2009's Star Trek reboot is one of the most entertaining films your reviewer has ever witnessed. I was familiar with director J.J. Abrams from his TV show Alias and (briefly) Lost, both of which were sort of fun but had the infuriating habit of endlessly deferring resolution like a proffered yet ever-receding carrot. Star Trek showed me that Abrams could actually tell an interesting and more-or-less coherent story when he wasn't incentivized to draw things out foreeeeeeeeeeeever.
Star Trek was designed to be like the original, Shatnerian series, but rewritten for teenage boys. Everything got faster, bigger, explodier, and everyone became better at what they do. Abrams turned it up to 11. Example (be warned that while I try not to give away anything too significant, this review does contain spoilers to both the first and second Abrams films): the opening sequence of the 2009 film goes from zero to captain-kamikazeing-ship-while-his-wife-gives-birth-to-protagonist-on-escape-pod in something like 90 seconds.
Star Trek: Into Darkness uses the same formula, but more so. Example: in the original series, Kirk et al would pretty regularly beam down to a low-tech planet, walk around a bit, and chat with the natives. Our introduction to Kirk in Darkness, on the other hand, involves him sprinting (his usual method of locomotion in the rebooted series) away from natives off the edge of a cliff. Spock, meanwhile, is swinging around the inside of an angry volcano (this is a sly nod to his introduction in Star Trek: The Motion Picture, where he's meditating in front of a volcano on Vulcan).
Whatever you may think of Abrams' "What if we did that again, but with explosions?"-approach to the series, I claim that Darkness is marginally superior to its predecessor. The plot's tighter (i.e. things which happen later follow logically from things which happened earlier, rather than e.g. Spock the Elder showing up for no apparent reason halfway through the film to deliver exposition and return Kirk to the main storyline), both technically and thematically; the humor's funnier (they've really nailed, especially, Spock's bone-dry quips); the pacing is almost perfect, aside from Abrams' compulsion to fill the space between action scenes with other action scenes ('OMG there's a bomb! OMG!...oh, ok. I guess they diffused it, and now we're back to what was happening before that'); the main cast is entirely satisfactory, and Cumberbatch's performance is as fantastic as I'd hoped (a much better deployment of his talents than Sherlock's irate autist*).
*(By no means do I intend to poke fun at autism; I only note that, like half the detectives on TV, Sherlock's Sherlock is written pretty much explicitly as an autistic savant. It's a formula.)
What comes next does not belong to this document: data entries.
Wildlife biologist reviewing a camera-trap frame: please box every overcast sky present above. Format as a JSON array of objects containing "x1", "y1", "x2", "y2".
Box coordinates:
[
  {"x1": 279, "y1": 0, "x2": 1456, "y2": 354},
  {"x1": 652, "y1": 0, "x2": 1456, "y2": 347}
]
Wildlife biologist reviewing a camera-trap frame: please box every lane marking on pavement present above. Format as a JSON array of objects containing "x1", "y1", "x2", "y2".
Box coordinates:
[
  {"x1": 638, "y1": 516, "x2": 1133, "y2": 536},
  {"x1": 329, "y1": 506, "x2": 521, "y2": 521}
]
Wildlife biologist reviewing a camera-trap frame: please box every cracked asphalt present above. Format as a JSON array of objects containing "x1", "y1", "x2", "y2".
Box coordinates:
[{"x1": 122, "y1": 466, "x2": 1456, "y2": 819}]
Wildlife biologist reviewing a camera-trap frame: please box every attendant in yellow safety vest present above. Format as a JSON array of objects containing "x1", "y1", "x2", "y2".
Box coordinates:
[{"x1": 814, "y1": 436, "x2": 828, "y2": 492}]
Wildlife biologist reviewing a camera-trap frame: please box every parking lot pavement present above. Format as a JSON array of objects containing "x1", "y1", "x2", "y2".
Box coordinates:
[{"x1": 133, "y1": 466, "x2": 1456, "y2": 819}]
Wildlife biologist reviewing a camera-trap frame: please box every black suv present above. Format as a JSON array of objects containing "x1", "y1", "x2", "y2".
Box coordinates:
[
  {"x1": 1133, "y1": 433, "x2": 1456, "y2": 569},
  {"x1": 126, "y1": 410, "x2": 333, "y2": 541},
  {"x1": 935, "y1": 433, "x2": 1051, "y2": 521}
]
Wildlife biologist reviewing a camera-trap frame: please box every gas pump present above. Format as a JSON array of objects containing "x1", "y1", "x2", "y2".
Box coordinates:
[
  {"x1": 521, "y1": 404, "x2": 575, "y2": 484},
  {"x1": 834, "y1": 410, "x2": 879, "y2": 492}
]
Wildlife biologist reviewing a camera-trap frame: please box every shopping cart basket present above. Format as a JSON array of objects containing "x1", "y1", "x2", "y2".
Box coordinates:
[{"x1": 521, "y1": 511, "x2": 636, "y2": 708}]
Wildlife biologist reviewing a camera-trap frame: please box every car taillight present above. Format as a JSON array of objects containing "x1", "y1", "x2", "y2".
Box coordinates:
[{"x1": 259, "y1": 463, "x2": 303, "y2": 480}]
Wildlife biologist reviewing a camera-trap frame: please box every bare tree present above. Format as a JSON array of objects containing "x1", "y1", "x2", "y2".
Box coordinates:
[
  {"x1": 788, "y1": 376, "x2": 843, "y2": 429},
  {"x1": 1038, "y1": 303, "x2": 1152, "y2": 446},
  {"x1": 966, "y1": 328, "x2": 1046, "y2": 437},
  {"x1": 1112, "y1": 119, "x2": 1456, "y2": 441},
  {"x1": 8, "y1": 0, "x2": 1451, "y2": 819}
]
The best thing by far about this film, on the other hand, is the subtextual commentary on the War on Terror. If you happen to have seen Iron Man 3, you will have noticed that it's essentially the War on Terror as told through Marvel mythology. Well, Darkness is similarly concerned with pointing out to viewers that, "Hey, maybe we shouldn't have invaded Iraq, tortured POWs, and completely degraded the rule of law in our own country." The danger of being emotionally manipulated (SPOILER, but you figure it out pretty quickly anyway) by terrorism and cynical leaders underlies the entire film, but Kirk makes it explicit in a closing speech about how 'We can't let our anger about the murder of those we love drive us to revenge. That's not who we are.' The closing credits cement the message by dedicating Darkness to (I'm paraphrasing) the veterans of 9/11 and its wars.
Yes. Yes you should. Occupy Star Trek.